The struggle to invest rationally


R.B. Matthews and Doug McCutcheon

Richard Thaler won this year’s Nobel Prize in Economics. This is the third time in the past 15 years that the prize has gone to a behavioural economist. Clearly, our understanding of human behaviour is evolving rapidly.

Because natural selection happens over millions of years, we are all hard-wired to live in a world that is not the world we live in today. We are programmed to think and behave in certain ways. When it comes to investing, the result of such behaviour can be shockingly expensive.

When investing, our cognitive biases include over-valuing what we own, under-estimating the role of randomness, focusing too much on what has happened recently and allowing ourselves to be far more affected by a loss than by a gain of the same amount. We are also over-confident in our ability to predict the future. This over-confidence includes incorrectly believing that, in the past, we accurately predicted what was going to happen.

Today we live in an age when technology can assist us in various walks of life. This begs the question: if human beings consistently fall prey to biases when investing, why not program a computer to invest for optimal results? In fact, this is exactly what a number of investment firms (including Richard Thaler’s firm) are doing, under rubrics such as factor investing and smart beta investing.

Higher before-tax returns can be achieved by investing in the shares of companies with certain measurable attributes, such as a low valuation and a history of steady growth in earnings.
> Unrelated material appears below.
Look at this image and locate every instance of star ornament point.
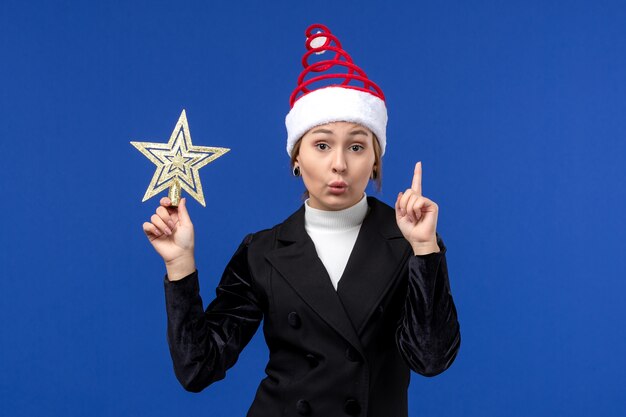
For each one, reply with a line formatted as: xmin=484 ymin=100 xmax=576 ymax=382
xmin=131 ymin=109 xmax=229 ymax=207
Investment firms use computers to monitor these factors and automatically adjust their stock portfolios as the factors shift. Studies have concluded that these factor-based methodologies are, over the long run, likely to produce above average before-tax returns.

However, while this is useful for pension funds and other tax-exempt institutions, it is less helpful for individuals who live in an after-tax world. Taxable investors, when exposed to a high-turnover strategy, pay far more capital gains tax than necessary.

In addition to the behavioural biases traditionally studied by psychologists, we have noticed that investors find it almost impossible to think about investing and tax planning at the same time – another costly cognitive bias. Tax creates a strong headwind to long term wealth accumulation. And, while before-tax investment returns are only probable, the cost of tax is certain.

How, then, might we devise a system to mitigate our cognitive biases with a view to producing the highest possible after-tax return from stocks over the next, say, ten years? Even if you don’t have the option or desire to use a computer and a complex set of algorithms to invest your capital, here is a basic set of rules that should result, over time, in a superior after-tax result:

• Don’t be over-diversified. Twenty to 25 stocks are more than enough to provide sufficient diversification, but not so much that your portfolio starts to mirror the market.
• Select companies with low levels of debt, a history of steady growth in earnings and a below average ratio of stock price to earnings per share.
• For the portion of your capital allocated to stocks, remain fully-invested at all times. Recognize that timing the market does not work. What works is time in the market. (Remaining fully invested will be a hard rule for most people to follow, due to a combination of over-confidence in their ability to predict the future and risk aversion.)
• Plan to hold your companies for the long run, thereby deferring the realization of capital gains tax.
• Sell any stock in a taxable account that has fallen by, say, 20%, in order to trigger the capital loss for tax purposes. If you still think the stock will produce a better than average return, buy it back after waiting 31 days (to avoid the tax rules related to superficial losses).
• If you have both tax-sheltered and taxable accounts, allocate your stocks in order to minimize the tax you pay on dividends, a guaranteed way to increase your after-tax returns. For example, to the extent possible, put Canadian dividend paying stocks in your TFSA, U.S. dividend paying stocks in your RRSP and non-dividend paying stocks in your taxable account.
If you follow these rules, you will have eliminated many of the most expensive biases that cripple investors. With or without a computer, your long term after-tax return will be well above average.